Others addressing the forum included United States Permanent Representative to the OAS Ambassador Hector Morales; Ambassador Luis Alberto Rodríguez, Trinidad and Tobago’s National Summits Coordinator and Special Envoy to the Americas; member state ambassadors; Director of the OAS Summit Secretariat, David Morris; and various representatives of civil society organizations around the Americas.

“We believe, as does the government of Trinidad and Tobago, that it is important to guarantee an adequate space for civil society to express their aspirations and perspectives, not only to Governments but to the public at large,” said Ramdin, citing the Miami forum as “a clear example of the progress that has been made in institutionalizing the partnership between civil society and the Summits of the Americas process.” He described the forum itself as “rooted in the exercise of democracy in the public interest,” because governments alone cannot achieve peaceful societies, stable democracies and prosperous economies.

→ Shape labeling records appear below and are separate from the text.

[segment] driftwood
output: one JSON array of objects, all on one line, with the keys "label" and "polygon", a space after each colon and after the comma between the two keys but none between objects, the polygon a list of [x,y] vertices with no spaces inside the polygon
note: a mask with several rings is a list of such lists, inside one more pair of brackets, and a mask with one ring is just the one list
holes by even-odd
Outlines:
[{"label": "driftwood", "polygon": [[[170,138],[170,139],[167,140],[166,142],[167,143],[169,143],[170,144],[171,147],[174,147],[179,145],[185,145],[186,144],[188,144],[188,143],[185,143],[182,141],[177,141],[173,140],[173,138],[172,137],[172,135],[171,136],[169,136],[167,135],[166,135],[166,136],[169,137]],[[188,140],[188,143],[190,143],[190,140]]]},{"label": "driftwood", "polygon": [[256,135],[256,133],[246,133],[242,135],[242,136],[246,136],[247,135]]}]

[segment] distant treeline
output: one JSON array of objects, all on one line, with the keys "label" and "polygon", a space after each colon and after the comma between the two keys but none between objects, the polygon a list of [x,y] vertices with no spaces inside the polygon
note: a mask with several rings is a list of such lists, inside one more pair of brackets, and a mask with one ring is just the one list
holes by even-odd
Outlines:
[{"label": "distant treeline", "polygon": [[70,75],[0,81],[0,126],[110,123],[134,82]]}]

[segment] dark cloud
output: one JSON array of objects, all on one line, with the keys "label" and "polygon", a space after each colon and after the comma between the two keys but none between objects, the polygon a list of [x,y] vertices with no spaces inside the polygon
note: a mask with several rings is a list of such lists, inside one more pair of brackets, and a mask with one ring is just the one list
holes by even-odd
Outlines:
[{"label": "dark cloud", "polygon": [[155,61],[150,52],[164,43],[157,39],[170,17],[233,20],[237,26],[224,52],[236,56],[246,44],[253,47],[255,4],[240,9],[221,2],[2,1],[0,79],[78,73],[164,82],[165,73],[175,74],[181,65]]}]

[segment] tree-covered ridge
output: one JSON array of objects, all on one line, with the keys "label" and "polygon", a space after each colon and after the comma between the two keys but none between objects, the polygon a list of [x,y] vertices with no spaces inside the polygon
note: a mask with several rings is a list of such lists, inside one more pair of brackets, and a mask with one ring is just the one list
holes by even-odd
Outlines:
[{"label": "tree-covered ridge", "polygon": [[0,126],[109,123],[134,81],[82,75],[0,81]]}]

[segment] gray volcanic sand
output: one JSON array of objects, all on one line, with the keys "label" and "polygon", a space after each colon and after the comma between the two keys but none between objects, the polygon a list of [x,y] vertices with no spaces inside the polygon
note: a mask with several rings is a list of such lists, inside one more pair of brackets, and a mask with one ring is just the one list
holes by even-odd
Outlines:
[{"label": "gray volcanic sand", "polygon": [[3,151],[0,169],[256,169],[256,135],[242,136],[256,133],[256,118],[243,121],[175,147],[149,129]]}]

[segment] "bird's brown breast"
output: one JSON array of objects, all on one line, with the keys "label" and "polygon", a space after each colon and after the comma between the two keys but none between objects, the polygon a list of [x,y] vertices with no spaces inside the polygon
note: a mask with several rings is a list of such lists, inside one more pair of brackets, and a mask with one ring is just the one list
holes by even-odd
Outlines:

Ramdin argued that while the next Summit will not solve all problems, the issues of hemispheric security, migration, human rights, environmental sustainability, food security, energy security, poverty and inequity, and democratic governance, “all call for a common approach in order to achieve constructive change and progress.” He said the hemisphere’s leaders who will gather in Port-of-Spain Trinidad in April 2009 must seize upon the urgency of the challenges and make a commitment to move forward together with “concrete, results-driven and people-centred actions to make a real difference in the lives of the peoples of the Americas.”

The OAS official thanked the Trinidad and Tobago government for offering to host the next Summit. He commended Prime Minister Patrick Manning’s vision, and thanked Ambassador Luis Alberto Rodriguez and the National Secretariat of Trinidad and Tobago for their dedication to a consultative approach to crafting the agenda and Declaration for the next hemispheric Summit.

Before concluding their meeting on Friday, the civil society representatives will present the Trinidad and Tobago National Summits Coordinator with recommendations emerging from their thematic roundtable discussions.